Labour should be robust in supporting free and democratic trade unions throughout Europe, in championing a balance of interests in corporate governance and strong civic self-government with a deep partnership between universities, cities and firms. The question is whether being part of the EU hinders this. Britain is already outside the Eurozone and the Schengen agreement. It is gratuitous to remain part of a political union that is so hostile to diversity and democracy and so disposed to the consolidation of big capital that it has become a remorseless machine for the liberalisation of trade and the disintegration of society, in which the demand for liquidity has dissolved solidarity.
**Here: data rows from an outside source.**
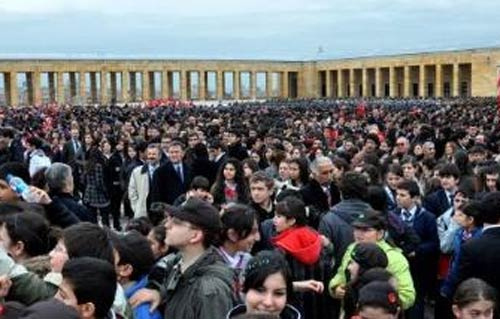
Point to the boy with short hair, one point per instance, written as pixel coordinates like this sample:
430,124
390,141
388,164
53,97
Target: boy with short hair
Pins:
423,261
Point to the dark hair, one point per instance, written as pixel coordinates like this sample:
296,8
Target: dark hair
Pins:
374,274
491,208
379,294
395,169
253,165
340,163
410,186
262,177
373,173
240,218
200,182
377,198
239,179
35,141
93,280
292,207
159,234
88,240
134,250
157,212
31,229
449,170
473,290
263,265
141,224
16,169
353,185
473,209
303,169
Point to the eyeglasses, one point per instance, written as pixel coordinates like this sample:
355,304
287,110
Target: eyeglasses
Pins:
460,200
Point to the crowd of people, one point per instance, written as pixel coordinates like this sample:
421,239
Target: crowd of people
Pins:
314,208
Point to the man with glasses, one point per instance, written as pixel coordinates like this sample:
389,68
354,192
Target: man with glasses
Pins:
423,261
198,283
321,192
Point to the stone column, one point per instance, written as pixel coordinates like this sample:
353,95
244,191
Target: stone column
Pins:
202,85
328,84
184,85
284,78
146,95
220,85
93,87
72,84
439,80
133,86
114,86
340,81
406,82
269,82
352,83
82,87
152,85
125,86
456,79
253,85
392,81
104,87
422,86
37,90
378,82
164,85
60,88
364,81
11,89
236,85
52,87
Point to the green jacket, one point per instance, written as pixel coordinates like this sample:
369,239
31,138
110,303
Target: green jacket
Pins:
204,290
398,267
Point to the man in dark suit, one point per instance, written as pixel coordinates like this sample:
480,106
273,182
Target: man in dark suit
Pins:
235,149
172,179
441,200
321,192
217,157
73,154
423,261
15,149
480,257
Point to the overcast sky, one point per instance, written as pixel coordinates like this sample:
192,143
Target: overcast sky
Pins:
260,29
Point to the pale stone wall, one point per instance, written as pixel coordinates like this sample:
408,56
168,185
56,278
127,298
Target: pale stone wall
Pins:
452,73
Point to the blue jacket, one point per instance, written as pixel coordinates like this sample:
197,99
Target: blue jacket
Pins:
437,202
450,283
142,311
424,224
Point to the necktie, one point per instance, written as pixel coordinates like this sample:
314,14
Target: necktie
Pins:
328,196
451,197
406,216
179,172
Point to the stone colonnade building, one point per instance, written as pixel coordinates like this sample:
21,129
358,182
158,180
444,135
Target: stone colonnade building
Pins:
439,74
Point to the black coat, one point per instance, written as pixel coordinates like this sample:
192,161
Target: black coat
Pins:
480,258
77,209
237,151
437,202
313,195
167,185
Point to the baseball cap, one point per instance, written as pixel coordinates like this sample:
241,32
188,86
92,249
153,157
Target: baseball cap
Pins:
370,219
199,213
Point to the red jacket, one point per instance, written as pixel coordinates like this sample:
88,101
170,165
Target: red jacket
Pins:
302,243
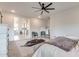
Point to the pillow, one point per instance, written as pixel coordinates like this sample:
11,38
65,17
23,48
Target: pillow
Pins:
64,43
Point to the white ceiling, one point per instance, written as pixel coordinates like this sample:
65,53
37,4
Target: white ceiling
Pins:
25,8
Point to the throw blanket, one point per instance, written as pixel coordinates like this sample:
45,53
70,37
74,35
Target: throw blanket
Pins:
48,50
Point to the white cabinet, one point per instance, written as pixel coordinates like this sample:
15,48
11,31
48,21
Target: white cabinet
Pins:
3,40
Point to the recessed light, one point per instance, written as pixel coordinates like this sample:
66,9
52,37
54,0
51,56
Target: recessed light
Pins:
13,11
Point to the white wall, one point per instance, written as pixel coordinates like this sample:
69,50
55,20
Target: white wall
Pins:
65,23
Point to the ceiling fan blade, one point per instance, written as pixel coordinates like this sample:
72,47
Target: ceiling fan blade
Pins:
47,11
35,7
40,4
41,12
48,5
50,8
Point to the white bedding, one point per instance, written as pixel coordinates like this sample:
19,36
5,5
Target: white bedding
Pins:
48,50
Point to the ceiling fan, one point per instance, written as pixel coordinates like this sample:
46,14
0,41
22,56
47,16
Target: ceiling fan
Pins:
43,7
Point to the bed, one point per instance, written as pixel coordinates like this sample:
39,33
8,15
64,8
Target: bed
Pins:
49,50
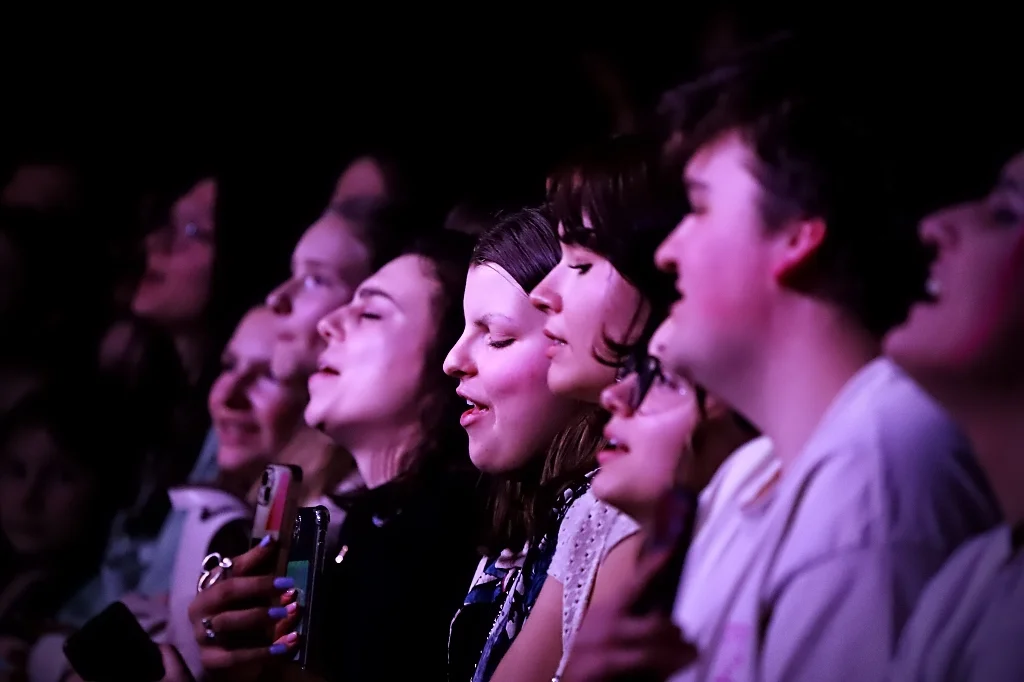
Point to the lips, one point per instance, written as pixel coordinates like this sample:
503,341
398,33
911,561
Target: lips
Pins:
612,450
235,431
554,337
476,410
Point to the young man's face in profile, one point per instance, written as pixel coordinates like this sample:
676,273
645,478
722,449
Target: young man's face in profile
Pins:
721,256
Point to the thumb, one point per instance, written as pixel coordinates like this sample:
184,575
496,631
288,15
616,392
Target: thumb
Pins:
257,559
174,666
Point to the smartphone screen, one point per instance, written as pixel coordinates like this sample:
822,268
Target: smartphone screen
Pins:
305,562
299,571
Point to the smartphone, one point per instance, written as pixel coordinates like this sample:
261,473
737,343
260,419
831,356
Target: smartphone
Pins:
113,647
275,504
674,519
305,565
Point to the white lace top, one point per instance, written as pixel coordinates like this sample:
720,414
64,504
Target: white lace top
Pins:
591,529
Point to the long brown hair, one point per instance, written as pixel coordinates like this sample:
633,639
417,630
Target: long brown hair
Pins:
525,245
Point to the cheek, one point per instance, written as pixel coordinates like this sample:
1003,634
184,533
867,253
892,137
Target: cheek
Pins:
217,394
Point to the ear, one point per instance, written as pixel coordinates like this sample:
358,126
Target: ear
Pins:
715,408
798,242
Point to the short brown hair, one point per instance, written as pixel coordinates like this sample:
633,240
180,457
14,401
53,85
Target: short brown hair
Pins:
818,153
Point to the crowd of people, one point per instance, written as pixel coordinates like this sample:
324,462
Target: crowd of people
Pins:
742,305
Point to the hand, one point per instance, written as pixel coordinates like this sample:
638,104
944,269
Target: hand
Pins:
239,613
612,643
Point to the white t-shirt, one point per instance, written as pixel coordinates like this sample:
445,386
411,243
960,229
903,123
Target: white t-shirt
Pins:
969,626
813,579
591,529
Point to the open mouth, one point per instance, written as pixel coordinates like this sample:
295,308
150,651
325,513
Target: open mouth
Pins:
327,370
557,339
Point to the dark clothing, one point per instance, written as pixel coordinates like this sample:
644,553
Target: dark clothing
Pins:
404,560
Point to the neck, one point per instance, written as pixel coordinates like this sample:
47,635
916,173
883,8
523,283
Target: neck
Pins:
992,421
379,453
812,355
190,345
239,481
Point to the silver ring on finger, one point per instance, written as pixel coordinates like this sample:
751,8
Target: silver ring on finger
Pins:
208,629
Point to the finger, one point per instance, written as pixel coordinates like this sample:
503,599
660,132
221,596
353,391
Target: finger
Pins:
286,627
221,595
252,622
221,658
256,560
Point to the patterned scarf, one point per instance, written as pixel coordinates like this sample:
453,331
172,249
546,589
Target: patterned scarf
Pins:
514,581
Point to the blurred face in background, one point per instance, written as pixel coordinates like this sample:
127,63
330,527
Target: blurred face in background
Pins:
328,264
175,288
370,375
253,413
364,177
47,498
970,332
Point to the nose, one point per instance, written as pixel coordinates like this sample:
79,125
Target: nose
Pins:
330,326
236,394
545,298
458,364
615,398
280,300
939,228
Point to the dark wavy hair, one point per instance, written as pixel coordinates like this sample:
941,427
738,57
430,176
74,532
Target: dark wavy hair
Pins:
525,245
632,198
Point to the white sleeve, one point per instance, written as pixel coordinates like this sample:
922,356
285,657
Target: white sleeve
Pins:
840,619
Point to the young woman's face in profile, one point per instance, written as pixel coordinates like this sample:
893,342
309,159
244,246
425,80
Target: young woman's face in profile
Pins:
328,264
973,326
175,288
370,373
501,361
46,497
653,416
254,414
587,302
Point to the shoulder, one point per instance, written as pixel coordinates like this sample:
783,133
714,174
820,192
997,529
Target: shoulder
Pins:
891,469
590,530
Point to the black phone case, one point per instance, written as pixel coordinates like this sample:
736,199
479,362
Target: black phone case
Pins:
309,541
113,647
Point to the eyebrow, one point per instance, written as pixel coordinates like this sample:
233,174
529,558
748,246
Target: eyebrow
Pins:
693,184
312,264
373,292
491,317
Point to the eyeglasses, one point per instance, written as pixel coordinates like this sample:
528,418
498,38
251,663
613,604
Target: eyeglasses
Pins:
650,375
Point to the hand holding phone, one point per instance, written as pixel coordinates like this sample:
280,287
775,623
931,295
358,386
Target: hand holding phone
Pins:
243,611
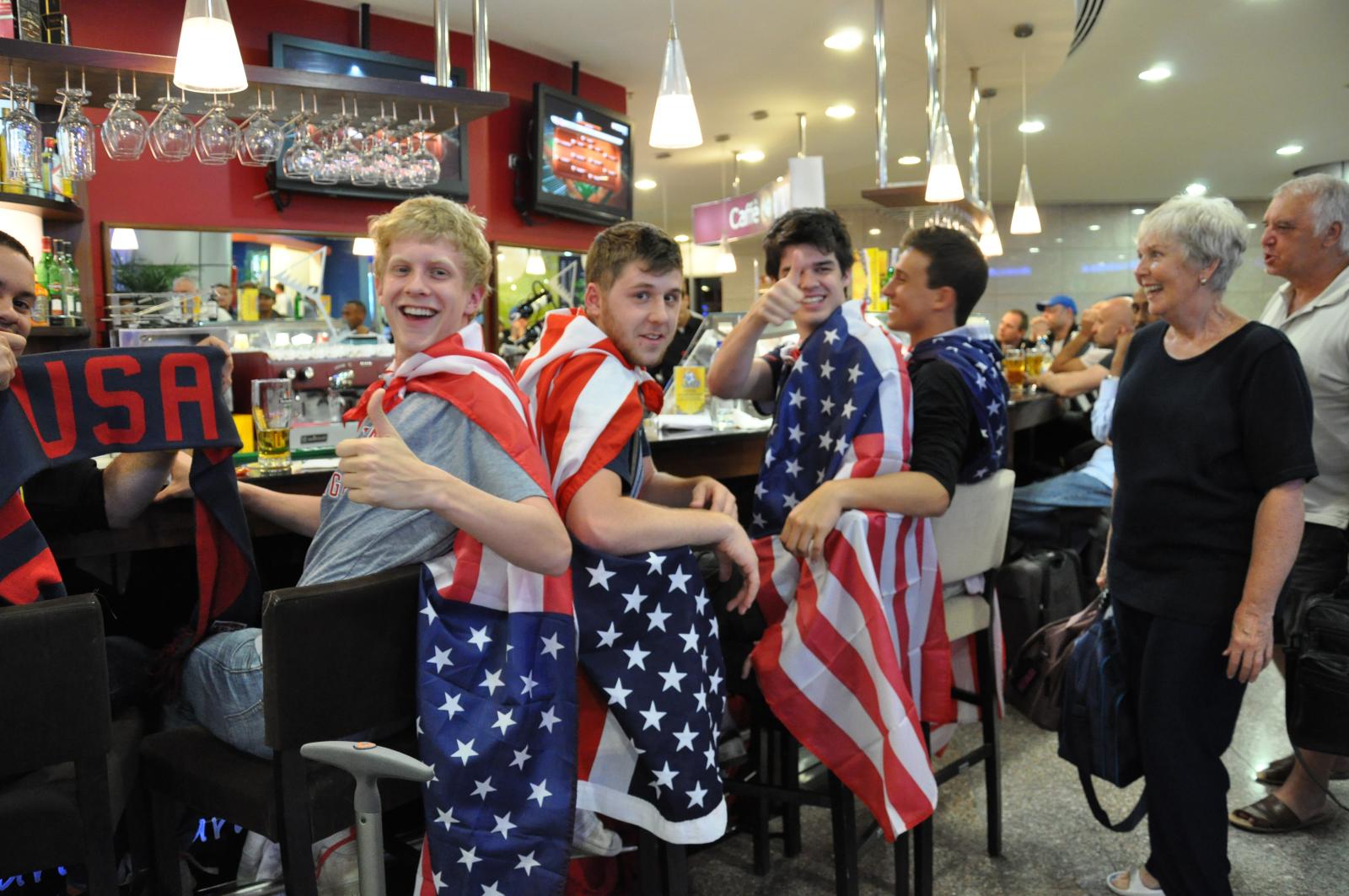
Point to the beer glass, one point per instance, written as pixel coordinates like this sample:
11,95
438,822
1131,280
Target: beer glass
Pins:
273,409
1013,368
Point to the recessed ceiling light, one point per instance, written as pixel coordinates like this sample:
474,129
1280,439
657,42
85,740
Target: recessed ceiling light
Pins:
845,40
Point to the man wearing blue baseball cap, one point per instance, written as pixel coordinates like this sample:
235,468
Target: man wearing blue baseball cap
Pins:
1062,314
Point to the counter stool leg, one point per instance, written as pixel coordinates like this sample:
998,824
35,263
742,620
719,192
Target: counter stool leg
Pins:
845,838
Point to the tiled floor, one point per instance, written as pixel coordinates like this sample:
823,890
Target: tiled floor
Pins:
1051,844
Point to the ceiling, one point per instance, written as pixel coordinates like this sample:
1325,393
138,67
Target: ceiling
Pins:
1250,76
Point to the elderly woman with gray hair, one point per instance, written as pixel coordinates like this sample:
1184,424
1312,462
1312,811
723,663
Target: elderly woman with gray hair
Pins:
1212,446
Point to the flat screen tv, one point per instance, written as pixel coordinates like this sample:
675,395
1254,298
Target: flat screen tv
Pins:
451,148
583,159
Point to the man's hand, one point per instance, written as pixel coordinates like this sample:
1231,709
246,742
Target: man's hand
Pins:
708,494
780,301
227,374
1251,647
384,471
179,474
811,521
11,346
735,550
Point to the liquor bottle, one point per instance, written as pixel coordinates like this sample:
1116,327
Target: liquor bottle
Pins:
49,278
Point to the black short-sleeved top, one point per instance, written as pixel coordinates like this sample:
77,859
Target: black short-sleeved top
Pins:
1198,443
943,422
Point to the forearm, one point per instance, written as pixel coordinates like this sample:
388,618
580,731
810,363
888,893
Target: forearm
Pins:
914,494
1274,547
296,513
627,525
526,534
132,482
733,366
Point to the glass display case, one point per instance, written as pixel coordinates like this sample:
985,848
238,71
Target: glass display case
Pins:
688,409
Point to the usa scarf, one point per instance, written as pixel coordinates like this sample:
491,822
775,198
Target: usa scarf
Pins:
67,406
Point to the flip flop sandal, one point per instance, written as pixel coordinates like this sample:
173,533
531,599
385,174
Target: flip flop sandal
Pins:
1278,772
1272,815
1133,877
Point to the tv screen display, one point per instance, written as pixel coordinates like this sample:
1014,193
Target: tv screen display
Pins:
583,158
449,148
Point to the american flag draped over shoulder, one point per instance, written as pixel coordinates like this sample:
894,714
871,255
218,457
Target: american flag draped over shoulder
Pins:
652,693
978,359
67,406
497,668
856,653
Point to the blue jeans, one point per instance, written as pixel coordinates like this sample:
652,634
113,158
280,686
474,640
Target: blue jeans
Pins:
222,689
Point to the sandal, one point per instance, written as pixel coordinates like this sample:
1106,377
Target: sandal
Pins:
1278,772
1133,877
1272,815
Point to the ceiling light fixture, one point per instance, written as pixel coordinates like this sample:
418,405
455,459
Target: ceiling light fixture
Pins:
845,40
1025,217
535,265
208,51
674,123
943,173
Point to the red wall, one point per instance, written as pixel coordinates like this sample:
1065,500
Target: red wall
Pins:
192,195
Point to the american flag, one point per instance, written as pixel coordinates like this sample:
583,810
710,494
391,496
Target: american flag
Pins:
497,666
652,693
856,653
67,406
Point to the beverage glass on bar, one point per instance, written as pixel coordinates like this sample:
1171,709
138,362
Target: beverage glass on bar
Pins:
1013,368
273,408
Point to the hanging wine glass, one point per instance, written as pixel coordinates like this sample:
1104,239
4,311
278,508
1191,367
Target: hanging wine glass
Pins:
172,131
125,132
76,143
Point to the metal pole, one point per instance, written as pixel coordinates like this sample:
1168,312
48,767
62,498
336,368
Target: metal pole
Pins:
881,150
442,19
482,62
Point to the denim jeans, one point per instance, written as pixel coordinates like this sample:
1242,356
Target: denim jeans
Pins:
222,689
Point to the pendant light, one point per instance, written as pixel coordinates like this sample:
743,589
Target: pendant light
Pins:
991,242
1025,217
943,174
674,123
208,51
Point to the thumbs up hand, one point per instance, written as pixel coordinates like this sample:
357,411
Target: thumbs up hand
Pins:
384,471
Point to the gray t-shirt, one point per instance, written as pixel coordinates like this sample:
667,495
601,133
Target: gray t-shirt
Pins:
357,540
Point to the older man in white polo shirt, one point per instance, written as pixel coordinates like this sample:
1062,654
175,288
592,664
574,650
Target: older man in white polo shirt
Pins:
1306,242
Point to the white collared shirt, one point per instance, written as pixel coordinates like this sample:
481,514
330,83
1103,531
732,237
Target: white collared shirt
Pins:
1319,331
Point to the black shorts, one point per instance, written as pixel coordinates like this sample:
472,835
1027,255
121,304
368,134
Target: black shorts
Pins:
1321,566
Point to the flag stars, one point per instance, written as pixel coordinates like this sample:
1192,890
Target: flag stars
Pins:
551,646
479,639
599,575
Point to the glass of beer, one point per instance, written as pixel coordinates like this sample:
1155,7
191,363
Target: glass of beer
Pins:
1013,368
273,409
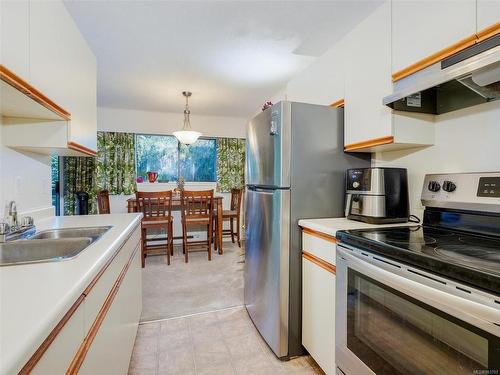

The defeat of Fascism, and the election of a majority Labour Government in 1945 was only possible because Labour had strong mainstream support among working class voters and organised labour. There was no serious Communist Party in Britain, and no serious fascist party either and the principle reason for this is that both were consistently defeated by Labour who maintained working class loyalty precisely because it was not an ideal or a set of principles, but an organisation that upheld the dignity of work and of working people and insisted that they had a constructive role to play in the governance of the country. Labour did not flirt with the popular front or the unity of progressive forces. It pursued a common good which included labour as an interest and as a source of value.

Regional Banks that are constrained to lend within a particular area are a necessary part of the institutional ecology in that they resist the centralising power of capital, allow a more stable access to credit for regional and smaller businesses and encourage relationships and reciprocity to constrain the demand for higher rates of return that have decimated the mutual bank sector in Britain. They also offer an alternative to usurious lending, one of the great growth areas in our economy. Any serious reflection on ‘employment policies’ must confront the centralisation of capital and the state and seek to constrain both through the endowment of decentralised regional and sectoral institutions that constrain centralisation and preserve and renew traditions of virtue within the economy through resisting the commodification of human beings, nature and knowledge demanded by the maximum return on investment. It allows initiative and enterprise to be oriented towards the future.